Computer Architecture

Start Lecture #18

Chapter 4 Performance analysis

Homework: Read Chapter 4.

4.1: Introductions

Defining Performance

Throughput measures the number of jobs per day/second/etc that can be accomplished.

Response time measures how long an individual job takes.

We define Performance as 1 / Execution time.

Relative Performance

We say that machine X is n times faster than machine Y or machine X has n times the performance of machine Y if the execution time of a given program on X = (1/n) * the execution time of the same program on Y.

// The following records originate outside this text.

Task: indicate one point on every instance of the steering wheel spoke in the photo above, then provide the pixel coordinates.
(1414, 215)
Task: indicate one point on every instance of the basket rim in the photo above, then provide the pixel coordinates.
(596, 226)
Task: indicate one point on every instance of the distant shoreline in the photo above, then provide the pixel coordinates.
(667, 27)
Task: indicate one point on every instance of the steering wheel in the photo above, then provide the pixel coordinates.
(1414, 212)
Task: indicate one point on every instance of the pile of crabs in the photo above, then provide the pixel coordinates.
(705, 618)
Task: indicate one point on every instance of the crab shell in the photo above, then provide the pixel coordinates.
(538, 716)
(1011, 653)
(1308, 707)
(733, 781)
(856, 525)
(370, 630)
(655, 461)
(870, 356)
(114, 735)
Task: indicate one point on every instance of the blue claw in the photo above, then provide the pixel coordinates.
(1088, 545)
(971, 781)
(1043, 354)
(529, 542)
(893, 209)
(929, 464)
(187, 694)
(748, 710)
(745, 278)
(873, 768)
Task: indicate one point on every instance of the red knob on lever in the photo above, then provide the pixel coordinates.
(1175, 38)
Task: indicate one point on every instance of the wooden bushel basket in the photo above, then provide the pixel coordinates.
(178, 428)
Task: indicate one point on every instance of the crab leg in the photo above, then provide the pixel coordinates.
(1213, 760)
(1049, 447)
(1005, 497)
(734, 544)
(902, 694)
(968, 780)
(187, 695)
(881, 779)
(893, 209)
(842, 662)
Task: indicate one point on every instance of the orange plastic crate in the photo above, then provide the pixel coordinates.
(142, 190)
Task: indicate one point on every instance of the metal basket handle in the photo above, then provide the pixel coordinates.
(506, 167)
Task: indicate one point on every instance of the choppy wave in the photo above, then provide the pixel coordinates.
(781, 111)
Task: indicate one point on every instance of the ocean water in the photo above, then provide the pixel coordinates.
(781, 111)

But what program should be used for the comparison? Various suites have been proposed; some emphasizing CPU integer performance, others floating point performance, and still others I/O performance.

Measuring Performance

How should we measure execution time?

We mostly employ user-mode CPU time, but this does not mean the other metrics are worse.

Cycle time vs. Clock rate.

What is the cycle time for a 700MHz computer?

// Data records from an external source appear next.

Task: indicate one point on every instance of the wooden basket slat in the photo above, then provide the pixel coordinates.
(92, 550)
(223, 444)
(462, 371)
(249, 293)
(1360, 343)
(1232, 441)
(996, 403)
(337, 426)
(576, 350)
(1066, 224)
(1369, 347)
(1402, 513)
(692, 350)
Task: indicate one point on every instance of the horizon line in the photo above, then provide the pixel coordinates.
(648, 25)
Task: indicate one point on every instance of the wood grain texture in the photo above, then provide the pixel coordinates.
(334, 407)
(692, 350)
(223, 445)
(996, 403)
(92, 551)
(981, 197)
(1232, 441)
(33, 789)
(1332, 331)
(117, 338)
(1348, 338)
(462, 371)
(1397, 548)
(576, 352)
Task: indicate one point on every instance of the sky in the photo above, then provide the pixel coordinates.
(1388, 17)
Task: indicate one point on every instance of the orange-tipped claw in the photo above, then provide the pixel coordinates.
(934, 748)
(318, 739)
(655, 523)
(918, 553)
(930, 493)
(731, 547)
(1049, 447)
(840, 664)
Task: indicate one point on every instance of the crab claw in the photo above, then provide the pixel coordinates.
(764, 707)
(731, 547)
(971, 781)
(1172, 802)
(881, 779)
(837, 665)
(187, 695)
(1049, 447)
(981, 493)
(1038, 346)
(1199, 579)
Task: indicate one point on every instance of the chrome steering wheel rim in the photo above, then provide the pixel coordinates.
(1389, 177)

What is the clock rate for a machine with a 10ns cycle time?

4.2: CPU Performance and its Factors

The execution time for a given job on a given computer is

    (CPU) execution time = (#CPU clock cycles required) * (cycle time)
                         = (#CPU clock cycles required) / (clock rate)
  

The number of CPU clock cycles required equals the number of instructions executed times the average number of cycles in each instruction.

But real systems are more complicated than that!

Through a great many measurement, one calculates for a given machine the average CPI (cycles per instruction).

The number of instructions required for a given program depends on the instruction set. For example, one x86 instruction often accomplishes more than one MIPS instruction.

CPI is a good way to compare two implementations of the same instruction set (i.e., the same instruction set architecture or ISA. IF the clock cycle is unchanged, then the performance of a given ISA is inversely proportional to the CPI (e.g., halving the CPI doubles the performance).

Complicated instructions take longer; either more cycles or longer cycle time.

Older machines with complicated instructions (e.g. VAX in 80s) had CPI>>1.

With pipelining we can have many cycles for each instruction but still achieve a CPI of nearly 1.

Modern superscalar machines often have a CPI less than one. Sometimes one speaks of the IPC or instructions per cycle for such machines.

Putting this together, we see that

    Time (in seconds) =  #Instructions * CPI * Cycle_time (in seconds).
    Time (in ns)      =  #Instructions * CPI * Cycle_time (in ns).
  

Do on the board the example on page 247.